It detects similar spatial arrangements of amino acids in protein
structures. There is no requirement for overall fold or sequence
similarity; the method will find all patterns shared between
non-homologous proteins.

PINTS is highly complementary to DALI, VAST, or other methods of whole
structure comparison, for predicting functional details for proteins of
known structure.  PINTS can be used to resolve ambiguities that arise
during fold comparisons (e.g. it can find the one TIM-barrel that matches
a new structure best in terms of function), or suggest convergent
similarities not apparent when comparing sequences or complete structures
(e.g. such as catalytic triads).

PINTS lets one find answers to questions such as:
  Does my new structure contain a known active site / binding site?
  Which residues in my structure form the active site / binding site?
  Can I find an interesting pattern somewhere else in the PDB?
  Which structural patterns are shared between my two proteins?
  And many more...

Matches are evaluated by RMSD (root-mean-square deviation) and a
statistical P-value that assesses the probability of finding the match
just by chance (i.e. without functional implications - similar to the
statistics used in BLAST for sequence searching).

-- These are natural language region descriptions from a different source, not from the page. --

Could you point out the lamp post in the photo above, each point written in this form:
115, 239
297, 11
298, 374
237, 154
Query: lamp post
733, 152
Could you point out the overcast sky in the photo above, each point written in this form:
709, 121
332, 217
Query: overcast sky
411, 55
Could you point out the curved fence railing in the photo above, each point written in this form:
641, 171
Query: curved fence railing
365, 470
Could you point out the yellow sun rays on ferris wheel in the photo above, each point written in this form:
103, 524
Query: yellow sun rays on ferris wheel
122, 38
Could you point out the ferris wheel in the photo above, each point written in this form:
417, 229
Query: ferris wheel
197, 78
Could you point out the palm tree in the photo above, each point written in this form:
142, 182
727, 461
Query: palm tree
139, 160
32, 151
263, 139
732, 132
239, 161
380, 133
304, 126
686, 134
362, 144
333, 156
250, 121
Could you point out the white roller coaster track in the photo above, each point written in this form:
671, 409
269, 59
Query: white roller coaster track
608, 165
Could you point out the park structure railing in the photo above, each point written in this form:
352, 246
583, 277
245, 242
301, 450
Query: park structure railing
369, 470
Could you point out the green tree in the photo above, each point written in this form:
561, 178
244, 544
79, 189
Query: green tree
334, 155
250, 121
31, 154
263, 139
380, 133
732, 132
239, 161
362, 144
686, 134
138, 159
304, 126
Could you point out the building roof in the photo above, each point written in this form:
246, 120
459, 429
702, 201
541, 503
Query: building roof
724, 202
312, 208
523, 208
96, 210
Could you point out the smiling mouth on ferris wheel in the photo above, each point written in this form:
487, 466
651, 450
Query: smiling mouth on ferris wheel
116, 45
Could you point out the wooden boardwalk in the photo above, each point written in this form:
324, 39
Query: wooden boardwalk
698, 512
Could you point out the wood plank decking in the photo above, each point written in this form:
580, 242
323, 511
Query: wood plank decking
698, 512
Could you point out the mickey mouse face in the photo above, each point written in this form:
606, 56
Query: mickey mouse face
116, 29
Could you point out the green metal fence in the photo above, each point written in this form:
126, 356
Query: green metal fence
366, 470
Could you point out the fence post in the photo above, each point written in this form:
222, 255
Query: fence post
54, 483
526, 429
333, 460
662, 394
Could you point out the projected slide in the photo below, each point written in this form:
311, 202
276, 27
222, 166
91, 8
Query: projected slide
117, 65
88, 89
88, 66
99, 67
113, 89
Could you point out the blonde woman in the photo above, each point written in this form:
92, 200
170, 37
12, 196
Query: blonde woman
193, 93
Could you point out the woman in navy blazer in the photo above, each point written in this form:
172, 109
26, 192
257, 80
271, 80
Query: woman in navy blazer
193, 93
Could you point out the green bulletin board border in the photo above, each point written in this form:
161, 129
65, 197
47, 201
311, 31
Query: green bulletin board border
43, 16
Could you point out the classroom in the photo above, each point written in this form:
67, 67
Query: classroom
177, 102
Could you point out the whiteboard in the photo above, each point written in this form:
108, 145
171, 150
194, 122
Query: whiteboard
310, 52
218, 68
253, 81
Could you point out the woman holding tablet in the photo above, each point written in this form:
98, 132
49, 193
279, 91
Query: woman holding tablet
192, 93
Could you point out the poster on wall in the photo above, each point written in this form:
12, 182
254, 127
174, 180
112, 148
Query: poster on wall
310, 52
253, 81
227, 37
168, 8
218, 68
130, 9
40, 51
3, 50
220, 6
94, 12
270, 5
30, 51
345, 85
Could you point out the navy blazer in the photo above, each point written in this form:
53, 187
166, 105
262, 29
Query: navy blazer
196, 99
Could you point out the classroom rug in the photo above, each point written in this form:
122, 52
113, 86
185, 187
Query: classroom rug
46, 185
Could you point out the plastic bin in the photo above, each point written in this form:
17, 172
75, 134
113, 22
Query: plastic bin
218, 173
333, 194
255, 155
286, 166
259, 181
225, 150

Results are available via WWW or email, and include links for viewing
structural superimpositions via a RasMol interface.

The PINTS server allows you to compare protein structures against one
another or against several databases.

We currently provide the following:

1. Structural patterns of up to ten residues can be compared to
  - 6 non-redundant protein structure databases

2. Whole protein structures of up to 800 residues can be compared to
  - Ligand-binding Sites: residues within 3.0 Å of a HETATM
  - SITE Annotations : residues from all annotated SITEs
  - Surface Residues : residues from PDB_Select 25% exposed
  - Conserved Residues: residues that are more than 80% conserved
        (coming soon)

3. Pair-wise comparisons of two proteins of up to 800 residues each.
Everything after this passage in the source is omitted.